Clinical Lecture: Multiple Sclerosis Flashcards
What is Optic Neuritis?
This is inflammation of teh optic nerve. It can cause pain and complete blindness. It is frequently not visible. 95% return to visual acuity within 12 months. A high does of steroids can be used to speed up the rate of recovery but has no effect on final acuity. 50% go onto develop MS within 10 years.

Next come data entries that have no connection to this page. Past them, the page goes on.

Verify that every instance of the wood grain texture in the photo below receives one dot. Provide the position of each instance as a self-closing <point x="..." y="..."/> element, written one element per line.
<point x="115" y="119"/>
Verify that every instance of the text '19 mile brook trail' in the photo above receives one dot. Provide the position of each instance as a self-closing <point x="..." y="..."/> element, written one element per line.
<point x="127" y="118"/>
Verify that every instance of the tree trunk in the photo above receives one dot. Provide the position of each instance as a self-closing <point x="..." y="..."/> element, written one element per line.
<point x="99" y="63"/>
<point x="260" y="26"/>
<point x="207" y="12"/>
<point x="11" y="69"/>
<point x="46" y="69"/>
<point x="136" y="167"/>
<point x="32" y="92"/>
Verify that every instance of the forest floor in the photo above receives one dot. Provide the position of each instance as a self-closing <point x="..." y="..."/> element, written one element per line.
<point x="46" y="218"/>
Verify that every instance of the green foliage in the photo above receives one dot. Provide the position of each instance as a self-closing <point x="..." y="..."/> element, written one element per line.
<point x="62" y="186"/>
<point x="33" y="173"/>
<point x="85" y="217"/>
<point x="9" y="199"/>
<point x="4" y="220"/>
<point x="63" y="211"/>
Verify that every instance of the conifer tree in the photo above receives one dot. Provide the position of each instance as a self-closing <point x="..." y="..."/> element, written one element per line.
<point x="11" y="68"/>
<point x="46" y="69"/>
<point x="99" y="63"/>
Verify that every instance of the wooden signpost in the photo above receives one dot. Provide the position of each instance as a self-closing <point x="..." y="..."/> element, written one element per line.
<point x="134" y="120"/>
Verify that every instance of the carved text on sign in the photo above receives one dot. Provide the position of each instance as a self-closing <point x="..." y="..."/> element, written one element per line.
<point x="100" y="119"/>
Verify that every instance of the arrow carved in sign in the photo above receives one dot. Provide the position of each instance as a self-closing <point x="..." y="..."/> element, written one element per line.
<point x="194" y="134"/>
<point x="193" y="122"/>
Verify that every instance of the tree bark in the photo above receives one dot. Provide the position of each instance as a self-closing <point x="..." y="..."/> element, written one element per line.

What is Transverse Myelitis?
Inflammation inside they cord. It is usually mild with a goof prognosis. It is often purely sensory. 50% go onto develop MS. Myelitis s commonly has a viral cause - the most common being Shingles or HZV. In others it is the first presentation of MS.
What is the requirement for diagnose of MS?
It is a clinical diagnosis: Requires you to have at least 2 attacks of inflammation in the CSF in different places which are disseminated in time and place e.g. Transverse Myelitis and Optic Neuritis.
True Or False: Recurrent Myelitis is sufficient for a diagnosis of MS?
False, the inflammation must occur in different places in the CNS to be sufficient for an MS diagnosis.
What is the epidemiology of MS?
- It is the most common cause of neurological disability in young adults in the IK
- Men: Women affected 1:2 like most autoimmune disease
- Age of onset is around 30-40 years
- Higher risk in Europeans - seen further away from the Equator
What is Multiple Sclerosis?
MS is an autoimmune condition of the CNS. It is an inflammatory reaction in the CNS leading to demyelination and slowing of conduction. There is loss of axons. The cause of autoimmune conditions is an issue with T lymphocytes not becoming tolerated to CNS self cells.
What type of treatments do we use in MS?
Immunosuppressants - Steroids and cytotoxic drugs tend not to work as well.
An example includes Furmarate.
How are TSYABRI’s used in the treatment of MS?
These are the first monoclonal antibodies approved for the treatment of MS. They inhibit adhesion molecules on the surface of immune cells. It stops the antibodies migrating into the CSF where they can cause inflammation and damage nerve fibres.
After the trial had finished patients were found to have Progressive Multifocal Leukoencephalopathy (PML) an AIDs defining illness. It is normally fatal. In these patients they had no immunity as the lymphocytes could not get into the brain.
We still use this drug but we need to screen for JC virus and PML.
Why do we use more aggressive treatment in MS?
We on the moment err on the side of aggressive treatment to delay or prevent the progressive phase. There is no effective treatment for progressive multiple sclerosis - even in primary progressive. Instead we use symptomatic treatment such as mapped, pain, tremor, Gentiosphincteral problems and spasticity. There is no way of telling benign patients at the start of the disease. We have to treat them as though they may develop onto this.